Every season is my favorite season.
I guess this happens when you grow up with two seasons: summer and summerer.
I lived in southern California until about age 11 and then lived in the Phoenix area until 22. I didn't experience snowfall until 23 when I moved to Colorado for graduate school. I remember hearing for about a week that it was going to snow—the anticipation was killing me. I was sitting in my office, looking out the window, when it happened.
I ran outside like a child, face up to the sky, mouth open—ready for someone to have men in white coats take me away. But I didn't care. It seemed so magical to me. It covered every dirty, unattractive blemish. It still seems that way to me—almost ten years later.
Since that first snow I've seen how harsh the seasons can be. I've experienced destructive lightning, rain, flooding, ice, and snow. And I'm never more amazed than when—each March—the soil gives way to new growth, the trees sport their new buds, and we see just how forgiving the earth can be—just like people.

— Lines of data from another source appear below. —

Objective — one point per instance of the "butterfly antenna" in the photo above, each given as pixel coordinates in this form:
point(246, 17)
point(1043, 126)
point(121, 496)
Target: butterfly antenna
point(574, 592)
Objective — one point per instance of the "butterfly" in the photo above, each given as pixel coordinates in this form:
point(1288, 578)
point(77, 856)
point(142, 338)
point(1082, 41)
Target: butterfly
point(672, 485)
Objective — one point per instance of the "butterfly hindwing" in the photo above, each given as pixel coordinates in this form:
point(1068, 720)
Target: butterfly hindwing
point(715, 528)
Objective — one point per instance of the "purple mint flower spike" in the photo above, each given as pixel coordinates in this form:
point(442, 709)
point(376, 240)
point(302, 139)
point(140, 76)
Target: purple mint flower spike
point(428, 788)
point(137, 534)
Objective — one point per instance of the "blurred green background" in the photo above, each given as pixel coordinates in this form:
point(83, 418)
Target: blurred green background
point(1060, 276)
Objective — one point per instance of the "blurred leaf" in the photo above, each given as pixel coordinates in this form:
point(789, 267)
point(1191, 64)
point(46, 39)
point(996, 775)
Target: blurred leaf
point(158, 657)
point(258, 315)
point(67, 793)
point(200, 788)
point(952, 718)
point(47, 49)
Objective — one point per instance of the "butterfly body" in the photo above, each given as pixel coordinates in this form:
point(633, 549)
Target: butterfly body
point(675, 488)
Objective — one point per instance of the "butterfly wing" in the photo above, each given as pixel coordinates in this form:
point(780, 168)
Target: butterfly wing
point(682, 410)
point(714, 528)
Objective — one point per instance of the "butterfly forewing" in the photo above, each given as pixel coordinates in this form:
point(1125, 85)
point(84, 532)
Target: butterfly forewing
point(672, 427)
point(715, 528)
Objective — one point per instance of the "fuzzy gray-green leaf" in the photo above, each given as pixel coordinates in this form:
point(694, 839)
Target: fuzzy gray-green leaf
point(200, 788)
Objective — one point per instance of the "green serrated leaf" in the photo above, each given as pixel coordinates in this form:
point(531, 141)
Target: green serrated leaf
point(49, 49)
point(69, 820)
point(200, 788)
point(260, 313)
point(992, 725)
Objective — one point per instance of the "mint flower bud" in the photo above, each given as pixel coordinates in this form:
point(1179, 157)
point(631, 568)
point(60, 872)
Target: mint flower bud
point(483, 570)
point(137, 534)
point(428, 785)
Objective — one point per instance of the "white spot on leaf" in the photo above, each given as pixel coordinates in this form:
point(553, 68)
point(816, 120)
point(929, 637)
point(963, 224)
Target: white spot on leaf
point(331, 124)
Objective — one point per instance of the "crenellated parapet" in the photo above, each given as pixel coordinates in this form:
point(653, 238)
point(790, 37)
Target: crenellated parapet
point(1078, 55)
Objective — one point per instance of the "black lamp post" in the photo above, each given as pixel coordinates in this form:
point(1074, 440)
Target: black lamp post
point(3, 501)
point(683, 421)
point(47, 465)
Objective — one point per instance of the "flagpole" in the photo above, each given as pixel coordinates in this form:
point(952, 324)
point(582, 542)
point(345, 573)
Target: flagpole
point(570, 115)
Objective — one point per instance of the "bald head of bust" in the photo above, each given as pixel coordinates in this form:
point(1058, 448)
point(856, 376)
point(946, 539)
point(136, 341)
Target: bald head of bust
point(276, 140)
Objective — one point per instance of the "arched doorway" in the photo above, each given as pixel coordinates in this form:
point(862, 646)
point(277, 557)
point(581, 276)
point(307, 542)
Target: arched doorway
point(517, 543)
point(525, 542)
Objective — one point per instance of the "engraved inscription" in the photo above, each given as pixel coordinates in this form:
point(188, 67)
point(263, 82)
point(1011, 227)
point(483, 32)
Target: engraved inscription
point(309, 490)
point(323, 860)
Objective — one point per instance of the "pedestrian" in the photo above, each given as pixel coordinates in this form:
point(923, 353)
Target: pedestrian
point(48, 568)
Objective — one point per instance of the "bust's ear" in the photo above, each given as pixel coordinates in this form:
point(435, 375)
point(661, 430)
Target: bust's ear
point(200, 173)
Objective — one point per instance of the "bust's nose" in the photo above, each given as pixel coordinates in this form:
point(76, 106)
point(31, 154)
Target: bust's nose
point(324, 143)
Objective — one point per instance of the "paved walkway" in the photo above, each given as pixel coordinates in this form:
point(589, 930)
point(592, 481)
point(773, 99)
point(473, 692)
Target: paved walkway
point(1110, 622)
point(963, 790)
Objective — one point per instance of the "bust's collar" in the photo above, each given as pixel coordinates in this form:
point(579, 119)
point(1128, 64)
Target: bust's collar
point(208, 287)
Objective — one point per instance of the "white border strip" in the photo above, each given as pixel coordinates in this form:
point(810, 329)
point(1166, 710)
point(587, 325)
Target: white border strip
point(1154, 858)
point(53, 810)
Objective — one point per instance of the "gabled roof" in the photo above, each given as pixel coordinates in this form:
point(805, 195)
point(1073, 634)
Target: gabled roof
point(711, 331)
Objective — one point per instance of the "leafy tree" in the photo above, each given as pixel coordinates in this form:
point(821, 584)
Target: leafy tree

When asparagus makes its first appearance at our local market, we know that warmer weather and longer days are around the corner—the earth forgives yet again.
This recipe is simpler than simple—calling it a recipe at all feels a little over the top. It does, however, make a beautiful breakfast that celebrates the season. So, grab some eggs and get to crackin'.
TO MAKE THIS RECIPE YOU WILL NEED:
12 asparagus stalks (thick ones), woody ends removed
2-3 tablespoons olive oil
2 ounces Parmesan cheese, shaved
Prepare-agus... the asparagus. Using a vegetable peeler, start at the top of the stalk and peel ribbons all the way to the end. You'll be left with a thicker piece, which is ok. Toss asparagus with a tablespoon of olive oil and a little salt and pepper.
Arrange asparagus in the skillet. Create little dams with the asparagus ribbons, building up the walls so that the eggs will stay inside.
Cook your eggs. Heat your pan with the asparagus over low heat for several minutes. Add a small amount of olive oil to each open space. Heat for another minute. Crack an egg, being careful not break the yolks, in each open space and cook until the whites are set and the yolks are runny, about 4-5 minutes.
Remove from heat. And top with more salt and pepper and sprinkle with Parmesan cheese.